And that is the America I love.  Thank you, Barack Obama, thank you. The world, for now, stands with you. That support and enthusiasm might waver in the tough days ahead, but I don’t think it will disappear altogether, not soon anyway.  The people want Barack Obama to succeed, and there is immense power and hope in that.  Bless. 

from Judith van Praag:

We totally relate to your report on Obama winning. I'm Dutch and my Texan husband has had to answer a lot of questions the past 8 years. We as well received messages from Europe and elsewhere to congratulate us with the new president. It's as though people are finally able to look us in the eye again.

from Hosanna Marshall:

I enjoyed your account of the Spaniards response to Obama's win. I was living in Buenos Aires at the time and had a similar experience.  Cab drivers were most informed and eloquent on the topic.  I, a black woman, was astounded at the level of genuine support from a country that many think of as racist.  It's a testament not just to Obama's power, but to the world being ready and desperate for a change. America doing the impossible means the world can do the impossible. On the night of the election, I found myself at a viewing party hosted by Democrats Abroad at a bar in Palermo Viejo. It was full of sweaty people of all nationalities standing on their feet and screaming in various accents, " O-BAM-A, O-BAM-A!" When CNN projected the Latino vote 67% in favor of Obama, the entire crowd erupted in the historically charged chant, "Si se puede, Si se puede!" The feeling of solidarity was overwhelmingly powerful and my eyes teared involuntarily.
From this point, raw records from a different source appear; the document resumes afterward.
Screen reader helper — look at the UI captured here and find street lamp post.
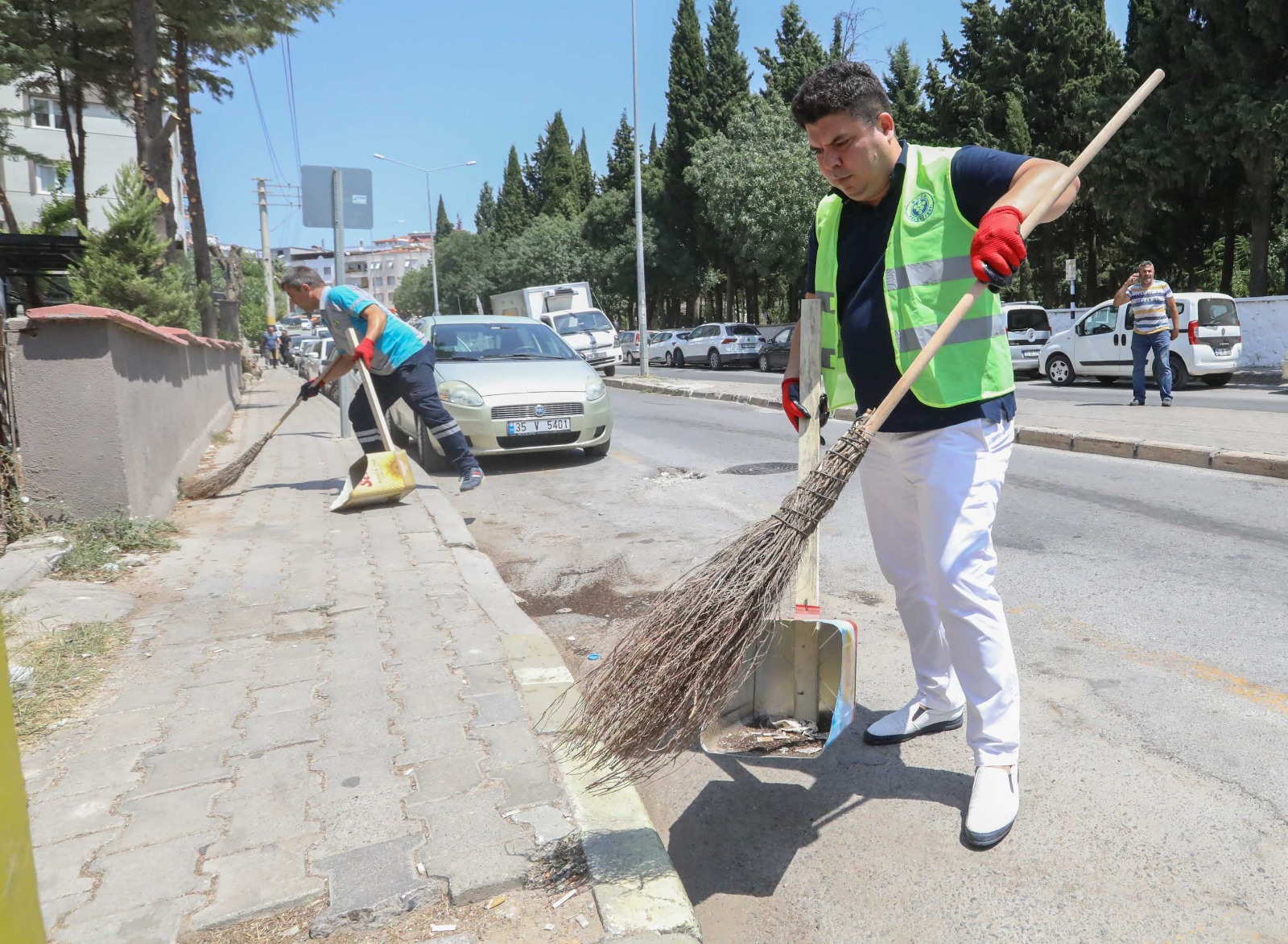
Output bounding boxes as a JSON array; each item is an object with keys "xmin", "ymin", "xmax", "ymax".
[{"xmin": 372, "ymin": 155, "xmax": 478, "ymax": 314}]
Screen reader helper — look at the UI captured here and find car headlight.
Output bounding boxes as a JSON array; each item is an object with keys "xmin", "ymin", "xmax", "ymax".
[{"xmin": 438, "ymin": 380, "xmax": 483, "ymax": 407}]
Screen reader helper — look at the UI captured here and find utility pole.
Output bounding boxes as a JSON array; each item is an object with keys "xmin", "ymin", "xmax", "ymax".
[
  {"xmin": 255, "ymin": 176, "xmax": 277, "ymax": 324},
  {"xmin": 331, "ymin": 167, "xmax": 353, "ymax": 439},
  {"xmin": 631, "ymin": 0, "xmax": 648, "ymax": 377}
]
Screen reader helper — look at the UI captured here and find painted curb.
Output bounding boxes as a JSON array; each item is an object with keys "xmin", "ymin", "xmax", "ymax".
[{"xmin": 604, "ymin": 377, "xmax": 1288, "ymax": 479}]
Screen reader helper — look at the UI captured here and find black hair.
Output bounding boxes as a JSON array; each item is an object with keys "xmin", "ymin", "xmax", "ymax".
[
  {"xmin": 281, "ymin": 266, "xmax": 326, "ymax": 288},
  {"xmin": 792, "ymin": 62, "xmax": 890, "ymax": 129}
]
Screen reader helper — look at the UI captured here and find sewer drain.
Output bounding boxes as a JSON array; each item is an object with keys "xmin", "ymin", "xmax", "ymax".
[{"xmin": 720, "ymin": 462, "xmax": 796, "ymax": 476}]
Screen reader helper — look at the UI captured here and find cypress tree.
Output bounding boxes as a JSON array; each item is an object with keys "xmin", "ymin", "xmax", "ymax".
[
  {"xmin": 496, "ymin": 144, "xmax": 532, "ymax": 240},
  {"xmin": 474, "ymin": 180, "xmax": 496, "ymax": 234},
  {"xmin": 707, "ymin": 0, "xmax": 751, "ymax": 133},
  {"xmin": 572, "ymin": 127, "xmax": 599, "ymax": 210},
  {"xmin": 604, "ymin": 111, "xmax": 635, "ymax": 192},
  {"xmin": 756, "ymin": 0, "xmax": 824, "ymax": 105}
]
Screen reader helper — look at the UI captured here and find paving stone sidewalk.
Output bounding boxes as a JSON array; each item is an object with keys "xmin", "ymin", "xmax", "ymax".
[{"xmin": 23, "ymin": 369, "xmax": 572, "ymax": 944}]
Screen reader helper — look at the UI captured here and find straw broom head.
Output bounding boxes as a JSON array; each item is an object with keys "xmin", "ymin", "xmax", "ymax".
[{"xmin": 559, "ymin": 417, "xmax": 871, "ymax": 792}]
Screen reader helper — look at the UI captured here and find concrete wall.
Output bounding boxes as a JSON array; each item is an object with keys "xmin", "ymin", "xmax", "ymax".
[{"xmin": 5, "ymin": 305, "xmax": 241, "ymax": 517}]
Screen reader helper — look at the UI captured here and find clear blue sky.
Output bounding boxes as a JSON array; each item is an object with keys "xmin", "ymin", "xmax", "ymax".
[{"xmin": 196, "ymin": 0, "xmax": 1127, "ymax": 247}]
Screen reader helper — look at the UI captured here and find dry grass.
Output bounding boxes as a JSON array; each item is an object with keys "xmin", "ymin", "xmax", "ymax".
[
  {"xmin": 551, "ymin": 416, "xmax": 871, "ymax": 791},
  {"xmin": 9, "ymin": 622, "xmax": 130, "ymax": 746}
]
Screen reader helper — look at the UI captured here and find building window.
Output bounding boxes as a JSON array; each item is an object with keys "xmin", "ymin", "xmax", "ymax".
[
  {"xmin": 32, "ymin": 163, "xmax": 62, "ymax": 193},
  {"xmin": 31, "ymin": 97, "xmax": 63, "ymax": 127}
]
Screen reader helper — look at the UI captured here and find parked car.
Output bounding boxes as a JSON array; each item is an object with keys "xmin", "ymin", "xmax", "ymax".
[
  {"xmin": 390, "ymin": 314, "xmax": 613, "ymax": 468},
  {"xmin": 1002, "ymin": 301, "xmax": 1051, "ymax": 377},
  {"xmin": 1038, "ymin": 292, "xmax": 1243, "ymax": 390},
  {"xmin": 760, "ymin": 324, "xmax": 796, "ymax": 373},
  {"xmin": 672, "ymin": 322, "xmax": 765, "ymax": 371}
]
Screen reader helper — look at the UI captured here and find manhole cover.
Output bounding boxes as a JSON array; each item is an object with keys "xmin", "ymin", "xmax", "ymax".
[{"xmin": 720, "ymin": 462, "xmax": 796, "ymax": 476}]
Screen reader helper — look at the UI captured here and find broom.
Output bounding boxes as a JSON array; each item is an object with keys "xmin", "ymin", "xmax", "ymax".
[
  {"xmin": 558, "ymin": 69, "xmax": 1163, "ymax": 792},
  {"xmin": 182, "ymin": 398, "xmax": 304, "ymax": 501}
]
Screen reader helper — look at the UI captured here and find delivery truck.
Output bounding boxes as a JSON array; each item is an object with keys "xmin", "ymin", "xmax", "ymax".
[{"xmin": 491, "ymin": 282, "xmax": 622, "ymax": 377}]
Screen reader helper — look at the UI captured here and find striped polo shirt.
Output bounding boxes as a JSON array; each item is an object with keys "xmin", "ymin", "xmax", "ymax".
[{"xmin": 1127, "ymin": 278, "xmax": 1172, "ymax": 335}]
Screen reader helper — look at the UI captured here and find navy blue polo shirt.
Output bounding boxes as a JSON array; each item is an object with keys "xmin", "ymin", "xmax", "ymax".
[{"xmin": 805, "ymin": 143, "xmax": 1029, "ymax": 433}]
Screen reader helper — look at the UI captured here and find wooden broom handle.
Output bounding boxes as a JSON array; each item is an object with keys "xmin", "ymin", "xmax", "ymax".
[
  {"xmin": 341, "ymin": 324, "xmax": 394, "ymax": 452},
  {"xmin": 863, "ymin": 68, "xmax": 1164, "ymax": 434}
]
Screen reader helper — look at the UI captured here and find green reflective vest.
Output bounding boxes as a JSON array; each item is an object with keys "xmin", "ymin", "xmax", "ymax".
[{"xmin": 814, "ymin": 144, "xmax": 1015, "ymax": 410}]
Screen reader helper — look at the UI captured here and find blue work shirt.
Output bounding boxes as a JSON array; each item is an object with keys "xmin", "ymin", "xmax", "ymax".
[
  {"xmin": 805, "ymin": 143, "xmax": 1029, "ymax": 433},
  {"xmin": 320, "ymin": 285, "xmax": 425, "ymax": 373}
]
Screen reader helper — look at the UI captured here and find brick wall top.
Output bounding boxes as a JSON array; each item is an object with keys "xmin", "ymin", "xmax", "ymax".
[{"xmin": 26, "ymin": 305, "xmax": 241, "ymax": 350}]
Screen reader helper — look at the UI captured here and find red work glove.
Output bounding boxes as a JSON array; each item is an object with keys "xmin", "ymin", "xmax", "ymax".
[
  {"xmin": 970, "ymin": 206, "xmax": 1029, "ymax": 292},
  {"xmin": 783, "ymin": 377, "xmax": 809, "ymax": 430}
]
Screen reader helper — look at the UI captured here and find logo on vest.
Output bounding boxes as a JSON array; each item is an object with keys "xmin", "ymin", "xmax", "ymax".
[{"xmin": 908, "ymin": 191, "xmax": 935, "ymax": 223}]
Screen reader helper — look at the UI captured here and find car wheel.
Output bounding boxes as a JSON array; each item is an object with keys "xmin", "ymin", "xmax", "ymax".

In that moment, I saw one world in favor of peace and justice and opportunity for all. I saw America restoring its reputation. And I was proud to be an American.

from Kathe Kokolias:

Your comment about no longer living in the shadow of the Ugly American since Obama's victory hit a chord with me. I spend every winter in Mexico helping my husband with his kayak tour business (he takes people bird watching at a nearby lagoon) and for too long (the last eight years at least) have felt embarrassed and apologetic about the actions of the US government. Like the Spaniards you described, the Mexicans were delighted with Obama's election, saying that they never imagined the American people would elect a person of color. They are filled with hope, as are we. When I visited a friend in Ireland in mid-November, it was the first time in years that I have not been ashamed to travel under a US passport. Everywhere I went, people expressed their enthusiasm and support for our new president.